Effect of reduction of sequencing depth on: A) Observed number of taxa, B) Chao1 estimated number of taxa, C) Good’s Coverage, D) Shannon’s diversity index, E) Pielou’s diversity index, and F) Total length of de novo assembly. In all panels X axis is in log scale and Y axis is in linear scale with the exception of panel F, in which both axes are in log scale. Shaded areas represent the confidence limits of resampling experiments. “Full” represents the values obtained with the full set of reads.
Downsampling has different effects on the observed and estimated number of species in different samples. For most samples, even a robust downsampling led to only a slight reduction in the estimated species richness. However, for samples F1 and F2, characterized by a high number of species including rare ones, the downsampling led to a significant reduction (panels A and B). Good’s coverage (panel C) remained nearly constant when more than 100K reads were sequenced. Lower sequencing depth determined a decrease in Good’s coverage, especially for samples F1, F2, M2 and V1.
Shannon’s diversity index (panel D) is a widely used method to assess biological diversity of ecological and microbiological communities. The effect of sequencing depth on Shannon’s diversity index is negligible for all samples.
Pielou’s index (panel E) is a measure of the species’ distribution evenness.
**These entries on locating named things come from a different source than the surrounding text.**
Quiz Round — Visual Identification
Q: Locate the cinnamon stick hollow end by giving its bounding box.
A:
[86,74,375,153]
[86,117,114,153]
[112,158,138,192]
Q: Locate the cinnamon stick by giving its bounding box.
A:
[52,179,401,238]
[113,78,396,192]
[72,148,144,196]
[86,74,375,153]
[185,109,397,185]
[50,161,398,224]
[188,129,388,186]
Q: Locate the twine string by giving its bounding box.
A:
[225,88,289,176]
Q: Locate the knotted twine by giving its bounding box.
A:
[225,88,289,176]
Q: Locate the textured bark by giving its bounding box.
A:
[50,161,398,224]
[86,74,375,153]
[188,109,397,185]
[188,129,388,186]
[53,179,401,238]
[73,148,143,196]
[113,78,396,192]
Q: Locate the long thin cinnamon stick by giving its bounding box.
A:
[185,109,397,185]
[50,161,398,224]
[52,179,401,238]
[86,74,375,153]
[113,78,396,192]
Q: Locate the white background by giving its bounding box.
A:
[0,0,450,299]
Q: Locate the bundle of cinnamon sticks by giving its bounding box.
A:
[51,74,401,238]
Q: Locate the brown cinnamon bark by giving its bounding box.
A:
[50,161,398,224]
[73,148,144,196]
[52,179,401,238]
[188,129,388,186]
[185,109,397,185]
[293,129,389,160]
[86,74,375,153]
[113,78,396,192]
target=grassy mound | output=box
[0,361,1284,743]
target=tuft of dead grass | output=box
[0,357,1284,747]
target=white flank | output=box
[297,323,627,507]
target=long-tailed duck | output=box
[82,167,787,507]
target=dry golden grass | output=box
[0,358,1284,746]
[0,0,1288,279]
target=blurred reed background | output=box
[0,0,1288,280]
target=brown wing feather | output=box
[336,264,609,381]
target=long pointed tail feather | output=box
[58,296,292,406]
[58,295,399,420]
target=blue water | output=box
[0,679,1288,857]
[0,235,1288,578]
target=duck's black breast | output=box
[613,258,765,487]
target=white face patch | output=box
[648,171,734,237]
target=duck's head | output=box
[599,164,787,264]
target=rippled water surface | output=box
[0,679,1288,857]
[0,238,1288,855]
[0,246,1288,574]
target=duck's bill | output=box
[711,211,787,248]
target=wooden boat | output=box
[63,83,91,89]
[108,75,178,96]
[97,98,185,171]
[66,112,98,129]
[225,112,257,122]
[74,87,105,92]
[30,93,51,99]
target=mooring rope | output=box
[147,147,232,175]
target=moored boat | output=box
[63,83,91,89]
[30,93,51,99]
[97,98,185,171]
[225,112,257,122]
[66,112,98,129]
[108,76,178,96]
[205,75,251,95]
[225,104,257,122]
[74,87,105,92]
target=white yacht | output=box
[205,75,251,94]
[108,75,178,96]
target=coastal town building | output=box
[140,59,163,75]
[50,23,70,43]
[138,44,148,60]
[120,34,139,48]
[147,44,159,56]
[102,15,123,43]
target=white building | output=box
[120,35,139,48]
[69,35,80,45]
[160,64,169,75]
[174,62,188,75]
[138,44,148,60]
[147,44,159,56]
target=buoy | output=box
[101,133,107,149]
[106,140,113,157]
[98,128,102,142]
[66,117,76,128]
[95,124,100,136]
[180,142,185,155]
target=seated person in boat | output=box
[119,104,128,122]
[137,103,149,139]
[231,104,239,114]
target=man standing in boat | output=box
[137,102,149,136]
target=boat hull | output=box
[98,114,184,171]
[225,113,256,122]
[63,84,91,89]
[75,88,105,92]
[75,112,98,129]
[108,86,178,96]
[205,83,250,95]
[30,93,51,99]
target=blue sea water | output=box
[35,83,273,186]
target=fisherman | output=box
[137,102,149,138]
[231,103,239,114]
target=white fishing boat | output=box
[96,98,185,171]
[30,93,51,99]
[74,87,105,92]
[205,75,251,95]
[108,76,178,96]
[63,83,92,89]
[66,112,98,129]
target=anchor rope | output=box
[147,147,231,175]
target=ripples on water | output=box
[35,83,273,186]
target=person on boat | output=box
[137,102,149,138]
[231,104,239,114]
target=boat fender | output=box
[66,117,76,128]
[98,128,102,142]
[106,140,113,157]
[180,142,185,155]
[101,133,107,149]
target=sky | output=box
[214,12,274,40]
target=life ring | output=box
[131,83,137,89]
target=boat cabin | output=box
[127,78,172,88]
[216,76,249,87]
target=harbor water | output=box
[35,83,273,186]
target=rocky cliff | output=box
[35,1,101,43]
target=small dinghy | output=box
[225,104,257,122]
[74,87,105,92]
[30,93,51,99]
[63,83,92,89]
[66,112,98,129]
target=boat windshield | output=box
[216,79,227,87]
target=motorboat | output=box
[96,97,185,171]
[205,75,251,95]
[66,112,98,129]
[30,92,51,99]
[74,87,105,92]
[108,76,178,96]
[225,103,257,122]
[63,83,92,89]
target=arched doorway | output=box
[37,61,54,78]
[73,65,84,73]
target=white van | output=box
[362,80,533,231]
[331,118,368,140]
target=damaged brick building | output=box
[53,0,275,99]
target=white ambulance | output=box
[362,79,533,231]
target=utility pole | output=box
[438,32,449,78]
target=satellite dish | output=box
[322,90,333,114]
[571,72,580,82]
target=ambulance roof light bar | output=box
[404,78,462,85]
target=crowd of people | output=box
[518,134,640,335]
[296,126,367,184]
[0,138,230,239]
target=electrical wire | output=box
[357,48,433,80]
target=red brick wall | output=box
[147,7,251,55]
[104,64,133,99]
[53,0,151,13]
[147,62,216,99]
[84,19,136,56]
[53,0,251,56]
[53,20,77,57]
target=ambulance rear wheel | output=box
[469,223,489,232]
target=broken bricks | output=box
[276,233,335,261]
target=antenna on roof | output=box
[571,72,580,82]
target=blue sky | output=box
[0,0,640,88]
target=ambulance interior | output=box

Values close to 1 denote equifrequent species, and lower values denote uneven distribution of species relative abundance. The effect of the number of reads on Pielou’s index is moderate.
Figure 6 shows the correlation in species abundance estimation between the full dataset and a reduced dataset of 100,000 reads. The linear correlation coefficient between the two datasets was >0.99 in all five subsampling replicates. The plot is in log-log scale to emphasize differences in low abundance species. Only the relative abundance estimation of species with frequencies lower than 0.01% (i.e . species represented by 1 read out of 10,000) was affected by subsampling. The same pattern was observed in all examined samples.
Data for all the five subsampled replicates are plotted. Each point (colored by sample of origin) represents a given species. Both axis are plotted in log scale to facilitate visualization of low abundance species. A red box encompasses datapoints of species that were present in the full set and absent in the reduced set, for which the frequency in the reduced set was set at “<=0.001%”.
In Figure 7 we show the results obtained by reducing the number of sampled reads to 10,000 reads per sample. Similarly to what we observed for 100,000 reads depth, the linear correlation coefficient between species abundance estimate in the full and the reduced dataset was high (r>0.95) for all the samples and in all five subsampling replicates. Only rare species with frequencies lower than 1/1000 (0.1%) in full dataset showed some deviation.
Data for all the five subsampled replicates are plotted. Each point (colored by sample of origin) represents a given species. Both axis are plotted in log scale to facilitate visualization of low abundance species. A red box encompasses datapoints of species that were present in the full set and absent in the reduced set, for which the frequency in the reduced set was set at “<0.01%”.
Since the reduction of the sequencing depth inevitably affects the ability of detecting rare species, we determined the minimum frequency required for a species to be identified at each sequencing depth. This detection threshold at any given sequencing depth was defined as follows: a) for each sample, identify all the species that are present in all five subsampling replicates; b) among the species identified, for each sample select the one with the lowest frequency in the full dataset; c) average the lowest frequencies across all samples. Table 2 shows the average and standard deviation of the detection threshold across the ten samples at any sequencing depth. At 10,000 reads depth, the detection threshold was 0.0124%. This means that species with frequencies higher than 0.0124% in full dataset were consistently identified also in the reduced datasets, while species with lower frequencies may be lost. At 1,000,000 reads depth the detection threshold was 0.00006% (i.e. 60 reads per million).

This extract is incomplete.